The inspector general's report was finalized in November 2013 but made public only late last month, after a federal judge in Houston ordered its release. It reveals several previously undisclosed details about the extent to which one field-grade officer's promotion consumed senior Marine Corps officials up and down the East Coast, from Amos and his inner circle at the Pentagon to manpower planners in Quantico, Virginia, and operational commanders at Camp Lejeune. At the same time, the findings raise questions about the thoroughness with which the inspector general's investigators considered evidence during their inquiry. To Amos' harshest critics, the IG's findings are rife with shortcomings and oversights, at best a demonstration of incompetence and at worst a whitewash.
The document was provided to Marine Corps Times by Lee Thweatt, a Houston-area attorney and former Marine judge advocate who sued the Pentagon last year after the IG's office refused to release its findings.
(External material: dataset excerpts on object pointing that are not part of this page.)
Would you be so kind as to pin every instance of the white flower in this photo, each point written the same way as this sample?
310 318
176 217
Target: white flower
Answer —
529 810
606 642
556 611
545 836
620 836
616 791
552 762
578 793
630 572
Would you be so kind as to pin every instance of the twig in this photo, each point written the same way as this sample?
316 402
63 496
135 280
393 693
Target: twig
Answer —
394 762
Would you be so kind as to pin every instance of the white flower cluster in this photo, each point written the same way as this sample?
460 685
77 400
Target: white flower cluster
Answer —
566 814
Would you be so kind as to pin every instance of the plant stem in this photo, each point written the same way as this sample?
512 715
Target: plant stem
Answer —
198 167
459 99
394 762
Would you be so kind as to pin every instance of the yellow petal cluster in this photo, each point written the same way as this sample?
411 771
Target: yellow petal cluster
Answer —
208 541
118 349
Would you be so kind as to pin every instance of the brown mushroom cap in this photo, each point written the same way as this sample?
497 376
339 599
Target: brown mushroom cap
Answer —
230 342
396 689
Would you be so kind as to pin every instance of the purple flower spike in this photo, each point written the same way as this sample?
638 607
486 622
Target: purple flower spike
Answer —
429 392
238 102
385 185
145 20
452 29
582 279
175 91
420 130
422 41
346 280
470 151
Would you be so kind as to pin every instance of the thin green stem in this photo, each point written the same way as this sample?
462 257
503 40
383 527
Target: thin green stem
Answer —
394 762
In explaining her decision, U.S. Magistrate Judge Frances Stacy cited "waning public trust in Amos during his tenure" as commandant and called suggestions of nepotism at such high levels of the U.S. military "matters of public concern."
Following a distinguished career spanning 42 years, Amos retired from the Marine Corps in December 2014. The handling of the urination incident largely dominated his tenure as the service's top general, eroding his credibility among many rank-and-file Marines who believed he played favorites and put political correctness above his responsibility to ensure the video's perpetrators were treated fairly by the military justice system.
Publicly, Amos has said very little about this ordeal, which stretched from May 2013, when news of the whistleblower complaint first surfaced, until the eve of his retirement ceremony last year. He did not respond to multiple efforts to reach him for this report. Conway, who is stationed at NATO's allied headquarters in Mons, Belgium, declined to comment. A source with knowledge of Conway's situation told Marine Corps Times that the younger Conway never requested assistance from his father or anyone else outside his chain of command, that he doesn't believe the retired commandant weighed in on his son's behalf — and that Brandon Conway remains deeply disappointed about many aspects of the incident and its subsequent fallout.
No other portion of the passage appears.